Livre 1.12
XII. La colère n’est donc pas utile, même à la guerre et sans les combats. Elle dégénère trop vite en témérité ; elle veut pousser autrui dans le péril, et ne se garantit pas elle-même. Le courage vraiment sûr est celui qui s’observe beaucoup et longtemps, qui se couvre d’abord et n’avance qu’à pas lents et calculés(9). « Eh quoi ! l’homme juste ne s’emportera pas, s’il voit frapper son père, ou ravir sa mère ! » Il ne s’emportera pas : il courra les délivrer et les défendre. A-t-on peur que, sans la colère, l’amour filial ne soit un trop faible mobile ? Eh quoi ! devrait-on dire aussi, l’homme juste, en voyant, son père ou son fils sous le fer de l’opérateur, ne pleurera pas, ne tombera pas en défaillance ? Nous voyons cela chez les femmes, chaque fois que le moindre soupçon de danger les frappe. Le juste accomplit ses devoirs sans trouble et sans émoi : en agissant comme juste, il ne fait rien non plus qui soit indigne d’un homme de cœur. On veut frapper mon père, je le défendrai ; on l’a frappé, je le vengerai, par devoir, non par ressentiment.

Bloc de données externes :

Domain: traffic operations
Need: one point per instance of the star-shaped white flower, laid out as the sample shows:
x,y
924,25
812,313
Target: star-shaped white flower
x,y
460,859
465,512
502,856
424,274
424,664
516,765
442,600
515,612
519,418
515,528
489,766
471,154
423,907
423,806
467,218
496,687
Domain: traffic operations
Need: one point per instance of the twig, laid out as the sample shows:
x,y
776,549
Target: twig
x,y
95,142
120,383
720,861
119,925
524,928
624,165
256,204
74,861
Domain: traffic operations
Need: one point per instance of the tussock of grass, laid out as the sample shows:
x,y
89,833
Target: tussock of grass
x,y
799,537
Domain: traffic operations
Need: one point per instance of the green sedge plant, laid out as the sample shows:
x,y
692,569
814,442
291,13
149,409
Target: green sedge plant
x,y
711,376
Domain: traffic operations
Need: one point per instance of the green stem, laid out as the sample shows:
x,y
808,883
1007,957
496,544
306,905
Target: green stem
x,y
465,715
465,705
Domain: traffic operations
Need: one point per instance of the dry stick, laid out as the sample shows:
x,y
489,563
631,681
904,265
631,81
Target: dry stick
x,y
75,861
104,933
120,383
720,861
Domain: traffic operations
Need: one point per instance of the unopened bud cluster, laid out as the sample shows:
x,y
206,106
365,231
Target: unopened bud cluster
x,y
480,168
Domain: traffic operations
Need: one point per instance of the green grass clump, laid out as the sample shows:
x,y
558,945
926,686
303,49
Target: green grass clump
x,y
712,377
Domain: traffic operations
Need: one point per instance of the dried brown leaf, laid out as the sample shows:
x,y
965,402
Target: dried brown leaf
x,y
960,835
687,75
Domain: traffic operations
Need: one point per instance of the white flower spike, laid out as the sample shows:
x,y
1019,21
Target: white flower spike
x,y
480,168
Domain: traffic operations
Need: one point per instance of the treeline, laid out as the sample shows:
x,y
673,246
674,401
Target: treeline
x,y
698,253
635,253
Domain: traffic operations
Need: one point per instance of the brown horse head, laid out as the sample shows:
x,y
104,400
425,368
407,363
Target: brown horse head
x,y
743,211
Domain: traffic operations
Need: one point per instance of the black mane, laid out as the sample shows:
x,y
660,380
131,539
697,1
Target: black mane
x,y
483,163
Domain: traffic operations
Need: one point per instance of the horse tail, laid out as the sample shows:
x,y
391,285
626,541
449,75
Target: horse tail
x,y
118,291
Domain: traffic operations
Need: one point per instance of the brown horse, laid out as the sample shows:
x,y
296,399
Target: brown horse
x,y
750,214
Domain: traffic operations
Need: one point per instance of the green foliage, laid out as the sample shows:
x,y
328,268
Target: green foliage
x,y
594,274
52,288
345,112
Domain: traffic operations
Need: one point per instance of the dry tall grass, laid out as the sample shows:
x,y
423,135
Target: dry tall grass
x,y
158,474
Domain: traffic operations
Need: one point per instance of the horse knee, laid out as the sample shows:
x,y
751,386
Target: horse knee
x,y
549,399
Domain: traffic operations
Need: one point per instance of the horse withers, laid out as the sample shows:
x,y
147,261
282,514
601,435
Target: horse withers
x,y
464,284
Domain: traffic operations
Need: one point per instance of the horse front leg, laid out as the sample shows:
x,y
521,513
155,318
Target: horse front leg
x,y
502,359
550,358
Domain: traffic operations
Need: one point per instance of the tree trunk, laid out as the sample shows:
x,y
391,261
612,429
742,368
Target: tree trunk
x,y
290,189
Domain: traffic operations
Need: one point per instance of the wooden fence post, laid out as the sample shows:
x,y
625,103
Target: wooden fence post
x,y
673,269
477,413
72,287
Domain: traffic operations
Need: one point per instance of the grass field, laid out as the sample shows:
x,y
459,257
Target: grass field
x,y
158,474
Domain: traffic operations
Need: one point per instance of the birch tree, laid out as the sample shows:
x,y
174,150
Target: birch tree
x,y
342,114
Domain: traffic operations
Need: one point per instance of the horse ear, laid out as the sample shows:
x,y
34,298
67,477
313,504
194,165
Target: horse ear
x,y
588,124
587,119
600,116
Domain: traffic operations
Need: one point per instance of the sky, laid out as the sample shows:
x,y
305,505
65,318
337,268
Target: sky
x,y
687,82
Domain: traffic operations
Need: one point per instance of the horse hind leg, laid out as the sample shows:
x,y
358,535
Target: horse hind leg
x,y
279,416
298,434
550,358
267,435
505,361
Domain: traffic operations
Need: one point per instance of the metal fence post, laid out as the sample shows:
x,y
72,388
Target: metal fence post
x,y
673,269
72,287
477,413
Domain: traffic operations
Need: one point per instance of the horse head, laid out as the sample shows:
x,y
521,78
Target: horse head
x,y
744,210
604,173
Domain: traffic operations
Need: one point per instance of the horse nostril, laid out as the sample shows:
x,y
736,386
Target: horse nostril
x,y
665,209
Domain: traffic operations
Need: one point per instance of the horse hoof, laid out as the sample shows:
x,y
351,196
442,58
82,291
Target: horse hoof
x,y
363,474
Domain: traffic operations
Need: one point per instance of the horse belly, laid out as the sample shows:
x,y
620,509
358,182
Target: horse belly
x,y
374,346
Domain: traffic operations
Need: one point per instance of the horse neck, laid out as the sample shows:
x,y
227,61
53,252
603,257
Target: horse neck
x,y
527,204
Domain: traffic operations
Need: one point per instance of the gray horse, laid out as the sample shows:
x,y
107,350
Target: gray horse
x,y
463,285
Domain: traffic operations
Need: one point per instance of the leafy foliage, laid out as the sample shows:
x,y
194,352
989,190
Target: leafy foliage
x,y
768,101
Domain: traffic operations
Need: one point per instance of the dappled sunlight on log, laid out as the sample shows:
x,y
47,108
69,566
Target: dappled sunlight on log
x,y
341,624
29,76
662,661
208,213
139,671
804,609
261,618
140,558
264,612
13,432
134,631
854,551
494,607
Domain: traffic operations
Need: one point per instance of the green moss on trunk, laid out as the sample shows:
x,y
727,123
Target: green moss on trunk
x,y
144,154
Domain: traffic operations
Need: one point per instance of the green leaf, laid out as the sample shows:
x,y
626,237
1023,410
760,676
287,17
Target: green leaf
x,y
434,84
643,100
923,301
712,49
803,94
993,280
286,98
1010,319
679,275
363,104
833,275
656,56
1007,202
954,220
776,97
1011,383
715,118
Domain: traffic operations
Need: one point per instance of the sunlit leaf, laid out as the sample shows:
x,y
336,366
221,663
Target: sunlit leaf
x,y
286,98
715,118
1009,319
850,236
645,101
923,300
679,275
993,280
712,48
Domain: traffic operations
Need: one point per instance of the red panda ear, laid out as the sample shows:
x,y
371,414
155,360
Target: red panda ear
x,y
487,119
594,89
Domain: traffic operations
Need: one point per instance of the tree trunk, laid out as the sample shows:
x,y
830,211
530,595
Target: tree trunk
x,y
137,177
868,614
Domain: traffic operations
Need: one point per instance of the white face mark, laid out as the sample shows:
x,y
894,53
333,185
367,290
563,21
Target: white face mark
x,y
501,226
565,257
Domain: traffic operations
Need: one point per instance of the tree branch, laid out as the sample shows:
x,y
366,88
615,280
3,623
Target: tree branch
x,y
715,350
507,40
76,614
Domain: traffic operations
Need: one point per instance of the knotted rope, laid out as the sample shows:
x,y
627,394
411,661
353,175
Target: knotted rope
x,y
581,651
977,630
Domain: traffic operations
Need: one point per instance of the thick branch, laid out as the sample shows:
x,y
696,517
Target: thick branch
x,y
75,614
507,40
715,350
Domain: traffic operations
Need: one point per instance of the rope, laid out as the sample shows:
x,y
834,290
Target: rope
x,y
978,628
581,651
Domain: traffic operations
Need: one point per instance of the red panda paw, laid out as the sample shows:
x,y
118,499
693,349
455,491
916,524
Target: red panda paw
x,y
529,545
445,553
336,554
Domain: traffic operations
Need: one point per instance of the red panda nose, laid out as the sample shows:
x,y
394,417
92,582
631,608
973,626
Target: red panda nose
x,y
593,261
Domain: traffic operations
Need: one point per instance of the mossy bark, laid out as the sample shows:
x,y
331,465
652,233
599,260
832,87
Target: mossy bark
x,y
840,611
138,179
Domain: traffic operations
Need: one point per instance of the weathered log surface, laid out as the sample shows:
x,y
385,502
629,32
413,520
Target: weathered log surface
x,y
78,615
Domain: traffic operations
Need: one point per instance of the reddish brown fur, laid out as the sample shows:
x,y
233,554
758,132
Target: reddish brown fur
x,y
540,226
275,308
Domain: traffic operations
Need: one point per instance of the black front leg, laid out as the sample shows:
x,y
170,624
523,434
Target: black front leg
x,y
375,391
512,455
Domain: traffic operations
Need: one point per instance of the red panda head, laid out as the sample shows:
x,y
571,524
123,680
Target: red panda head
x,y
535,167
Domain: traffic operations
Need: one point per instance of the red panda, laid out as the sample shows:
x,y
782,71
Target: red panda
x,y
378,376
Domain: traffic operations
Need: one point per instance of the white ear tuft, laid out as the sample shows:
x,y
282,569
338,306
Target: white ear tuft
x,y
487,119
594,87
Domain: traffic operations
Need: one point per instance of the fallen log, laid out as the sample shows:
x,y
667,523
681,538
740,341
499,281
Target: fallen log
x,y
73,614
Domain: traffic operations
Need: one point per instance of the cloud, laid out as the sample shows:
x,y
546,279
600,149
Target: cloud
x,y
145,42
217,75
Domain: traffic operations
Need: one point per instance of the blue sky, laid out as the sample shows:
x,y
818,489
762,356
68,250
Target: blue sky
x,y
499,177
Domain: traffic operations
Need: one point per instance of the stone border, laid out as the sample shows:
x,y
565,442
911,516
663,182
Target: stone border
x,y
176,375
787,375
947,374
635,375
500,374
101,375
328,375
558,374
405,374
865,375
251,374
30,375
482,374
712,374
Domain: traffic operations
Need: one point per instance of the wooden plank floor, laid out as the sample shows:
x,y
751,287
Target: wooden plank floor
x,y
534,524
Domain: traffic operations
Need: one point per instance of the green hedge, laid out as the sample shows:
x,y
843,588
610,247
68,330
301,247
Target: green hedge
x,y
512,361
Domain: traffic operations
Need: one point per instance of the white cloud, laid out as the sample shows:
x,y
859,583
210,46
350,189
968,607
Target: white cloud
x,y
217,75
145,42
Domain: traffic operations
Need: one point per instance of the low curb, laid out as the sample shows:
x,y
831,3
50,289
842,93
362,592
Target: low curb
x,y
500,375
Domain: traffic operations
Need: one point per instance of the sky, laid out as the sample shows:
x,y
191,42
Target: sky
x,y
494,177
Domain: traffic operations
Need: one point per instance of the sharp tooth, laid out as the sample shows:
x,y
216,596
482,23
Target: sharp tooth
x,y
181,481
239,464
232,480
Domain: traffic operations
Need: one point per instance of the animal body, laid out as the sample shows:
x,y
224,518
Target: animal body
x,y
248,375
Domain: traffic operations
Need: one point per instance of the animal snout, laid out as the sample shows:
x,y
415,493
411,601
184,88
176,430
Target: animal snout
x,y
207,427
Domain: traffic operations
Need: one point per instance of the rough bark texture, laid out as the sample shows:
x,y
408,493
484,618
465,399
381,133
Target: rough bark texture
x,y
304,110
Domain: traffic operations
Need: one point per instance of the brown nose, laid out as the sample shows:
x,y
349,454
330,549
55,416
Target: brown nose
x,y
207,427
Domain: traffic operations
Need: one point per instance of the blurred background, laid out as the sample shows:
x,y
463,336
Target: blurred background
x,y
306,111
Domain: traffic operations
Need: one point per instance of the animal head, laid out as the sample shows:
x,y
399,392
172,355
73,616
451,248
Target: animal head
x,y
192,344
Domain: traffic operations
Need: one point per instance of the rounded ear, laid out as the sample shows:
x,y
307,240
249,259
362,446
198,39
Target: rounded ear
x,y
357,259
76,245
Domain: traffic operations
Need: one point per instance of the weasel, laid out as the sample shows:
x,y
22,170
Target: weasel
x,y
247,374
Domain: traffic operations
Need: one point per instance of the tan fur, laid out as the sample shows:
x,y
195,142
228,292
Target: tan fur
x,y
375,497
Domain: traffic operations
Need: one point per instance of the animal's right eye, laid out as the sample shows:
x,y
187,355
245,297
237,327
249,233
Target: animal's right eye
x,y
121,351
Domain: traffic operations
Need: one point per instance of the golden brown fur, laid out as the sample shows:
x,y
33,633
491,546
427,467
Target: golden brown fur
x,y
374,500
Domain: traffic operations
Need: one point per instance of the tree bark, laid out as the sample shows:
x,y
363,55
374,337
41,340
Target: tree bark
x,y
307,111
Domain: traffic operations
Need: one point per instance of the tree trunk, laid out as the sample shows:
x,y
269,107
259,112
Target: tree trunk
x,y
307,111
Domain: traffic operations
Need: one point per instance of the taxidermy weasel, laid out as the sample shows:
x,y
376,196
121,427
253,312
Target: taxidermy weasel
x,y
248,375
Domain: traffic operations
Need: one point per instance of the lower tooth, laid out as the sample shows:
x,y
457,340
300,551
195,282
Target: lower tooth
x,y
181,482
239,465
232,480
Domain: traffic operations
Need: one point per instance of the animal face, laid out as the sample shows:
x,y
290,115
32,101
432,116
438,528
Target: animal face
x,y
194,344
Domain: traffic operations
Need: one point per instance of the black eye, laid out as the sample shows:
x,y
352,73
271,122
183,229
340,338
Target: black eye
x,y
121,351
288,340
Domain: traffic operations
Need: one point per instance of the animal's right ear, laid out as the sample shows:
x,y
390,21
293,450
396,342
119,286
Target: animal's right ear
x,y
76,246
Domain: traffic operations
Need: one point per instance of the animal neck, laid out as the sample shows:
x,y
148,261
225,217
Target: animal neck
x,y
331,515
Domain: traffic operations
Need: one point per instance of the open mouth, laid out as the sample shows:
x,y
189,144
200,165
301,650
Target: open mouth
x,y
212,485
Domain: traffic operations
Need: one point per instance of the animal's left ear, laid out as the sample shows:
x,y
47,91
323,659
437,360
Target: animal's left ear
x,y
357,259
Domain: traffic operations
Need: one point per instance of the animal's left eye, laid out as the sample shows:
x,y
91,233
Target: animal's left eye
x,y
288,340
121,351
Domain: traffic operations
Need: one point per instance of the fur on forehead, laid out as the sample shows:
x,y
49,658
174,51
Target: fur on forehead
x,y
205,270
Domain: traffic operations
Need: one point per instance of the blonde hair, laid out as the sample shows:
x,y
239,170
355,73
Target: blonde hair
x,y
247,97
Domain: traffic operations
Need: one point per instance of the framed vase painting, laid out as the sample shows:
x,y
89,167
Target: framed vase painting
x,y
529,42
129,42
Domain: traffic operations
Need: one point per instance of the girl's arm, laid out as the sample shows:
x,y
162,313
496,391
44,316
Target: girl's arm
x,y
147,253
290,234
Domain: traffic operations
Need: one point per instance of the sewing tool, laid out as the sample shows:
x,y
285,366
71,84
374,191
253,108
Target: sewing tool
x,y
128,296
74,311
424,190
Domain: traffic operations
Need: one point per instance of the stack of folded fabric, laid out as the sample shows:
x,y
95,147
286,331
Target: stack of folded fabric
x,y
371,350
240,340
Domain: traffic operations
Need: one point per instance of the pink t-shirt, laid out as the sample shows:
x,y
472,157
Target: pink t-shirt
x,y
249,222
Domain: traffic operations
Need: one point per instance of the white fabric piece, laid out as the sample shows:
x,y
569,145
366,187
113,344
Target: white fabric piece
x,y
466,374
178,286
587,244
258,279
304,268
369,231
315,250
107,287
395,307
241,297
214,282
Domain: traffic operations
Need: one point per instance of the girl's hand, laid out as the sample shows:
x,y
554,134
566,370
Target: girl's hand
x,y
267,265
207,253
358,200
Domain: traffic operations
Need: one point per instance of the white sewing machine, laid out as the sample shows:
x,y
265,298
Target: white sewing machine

Quand tu cites ces hypothèses, Théophraste, tu veux décrier une doctrine trop mâle pour toi ; tu laisses là le juge pour t’adresser aux auditeurs. Parce que tous s’abandonnent à l’emportement dans des cas semblables, tu crois qu’ils décideront que ce qu’ils font on doit le faire, car presque toujours on tient pour légitimes les passions qu’on trouve en soi. D’honnêtes gens s’irritent quand on outrage leurs proches : mais ils font de même quand leur eau chaude n’est(10) pas servie à point, quand on leur casse un verre ou qu’on éclabousse leur chaussure. Ce n’est pas l’affection qui provoque ces colères, c’est la faiblesse : ainsi l’enfant pleure ses parents morts comme il pleurerait ses noix perdues. Qui s’emporte pour la cause des siens est non pas dévoué, mais peu ferme. Ce qui est beau, ce qui est noble, c’est de courir défendre ses parents, ses enfants ; ses amis, ses concitoyens, à la seule voix du devoir, avec volonté, jugement, prévoyance, sans emportement, ni fureur. Car point de passion plus avide de vengeance que la colère, et qui par là même y soit plus inhabile, tant elle se précipite follement, comme presque toutes les passions, qui font elles-mêmes obstacle au succès qu’elles poursuivent. Avouons donc qu’en paix comme en guerre elle ne fut jamais bonne à rien. Elle rend la paix semblable à la guerre : devant l’ennemi, elle oublie, que les armes sont journalières ; et elle tombe à la merci des autres, faute de s’être possédée elle-même. D’ailleurs, ce n’est pas une raison d’adopter le vice et de l’employer, parce qu’il a produit parfois quelque bien ; car il est aussi des maux que la fièvre emporte : ne vaut-il pas mieux toutefois ne l’avoir jamais eue ? Détestable remède que de devoir la santé à la maladie ! De même quand la colère, dans des cas imprévus, nous aurait servis, comme peuvent faire le poison, un saut dans l’abîme, un naufrage, ne la croyons pas pour cela essentiellement salutaire : car beaucoup de gens ont dû leur santé à ce qui fait périr les autres.